Regression
Definition
Regression refers to a process in statistical estimation where we are given a dependent variable, one or more independent variables, and a class of functions, and we need to find the function in that class of functions that best describes the dependent variable in terms of the independent variables. In short, regression is the process of predicting a continuous value.
Parametric regression
The most typical form of regression is parametric regression. Here, the class of candidate functions is described by a set of parameters, i.e., to identify an individual function within that class, we need to specify numerical values for each parameter. As we vary the values of the parameters, we obtain different functions in the class of candidate functions.
Nonparametric regression
In this form of regression, the class of functions is not defined by parameters. Usually, the class of functions is infinite-dimensional.
Meaning of best fit
The goal of the regression problem is to choose a function in the class of functions that best describes the dependent variable in terms of the independent variables. This is usually done through the provision of a training set of pairs of dependent and independent variables. The idea is to choose a function in the class of function that best fits the training set (note that in machine learning problems, where generalization to new data is a key issue, we also need to avoid overfitting -- however, we ignore the issue here).

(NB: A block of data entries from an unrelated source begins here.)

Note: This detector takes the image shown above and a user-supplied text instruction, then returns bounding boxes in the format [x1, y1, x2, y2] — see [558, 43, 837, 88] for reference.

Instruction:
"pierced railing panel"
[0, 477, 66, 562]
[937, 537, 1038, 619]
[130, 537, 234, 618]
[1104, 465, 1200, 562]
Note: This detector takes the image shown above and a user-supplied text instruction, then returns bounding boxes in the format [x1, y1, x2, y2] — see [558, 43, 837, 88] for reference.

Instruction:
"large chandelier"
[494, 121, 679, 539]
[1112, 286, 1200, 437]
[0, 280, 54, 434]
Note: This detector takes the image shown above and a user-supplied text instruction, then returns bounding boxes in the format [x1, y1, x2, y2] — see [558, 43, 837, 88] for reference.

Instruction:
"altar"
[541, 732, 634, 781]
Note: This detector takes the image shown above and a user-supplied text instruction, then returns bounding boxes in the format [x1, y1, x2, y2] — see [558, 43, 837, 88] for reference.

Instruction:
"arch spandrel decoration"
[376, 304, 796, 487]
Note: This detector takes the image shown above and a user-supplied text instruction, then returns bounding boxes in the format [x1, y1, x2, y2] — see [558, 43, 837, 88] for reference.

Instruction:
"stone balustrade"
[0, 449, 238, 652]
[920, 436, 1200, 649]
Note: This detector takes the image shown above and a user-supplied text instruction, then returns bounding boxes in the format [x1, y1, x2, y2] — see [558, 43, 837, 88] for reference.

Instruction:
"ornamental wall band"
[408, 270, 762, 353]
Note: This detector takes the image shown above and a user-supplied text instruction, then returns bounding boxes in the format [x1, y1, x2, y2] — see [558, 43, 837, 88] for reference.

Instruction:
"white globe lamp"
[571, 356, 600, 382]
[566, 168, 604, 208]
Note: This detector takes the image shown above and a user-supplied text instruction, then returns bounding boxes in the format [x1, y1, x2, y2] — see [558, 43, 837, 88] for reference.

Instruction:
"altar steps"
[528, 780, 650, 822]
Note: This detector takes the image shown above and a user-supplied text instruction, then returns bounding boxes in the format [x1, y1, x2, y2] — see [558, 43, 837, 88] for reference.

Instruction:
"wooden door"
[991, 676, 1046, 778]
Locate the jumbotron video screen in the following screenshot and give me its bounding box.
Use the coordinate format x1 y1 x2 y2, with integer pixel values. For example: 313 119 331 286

Some forms of regression explicitly specify a cost function to be used to determine how good a given choice of function is for fitting the data. However, this cost function does not arise from thin air, rather, it can itself be derived from knowledge of the nature of the error distribution function. What we're looking for is a choice of function that has maximum likelihood for the specified class of functions and error distribution, and in some cases we are able to encode this using a cost function. For instance, if the error distribution for the dependent variable is a normal distribution, then the minimizing the squared error cost function gives the function with the maximum likelihood.
Type of regression
- Linear least squares regression
- Generalized linear regression
- Nonlinear least squares regression
- Logistic regression (though this may be better viewed as a classification problem)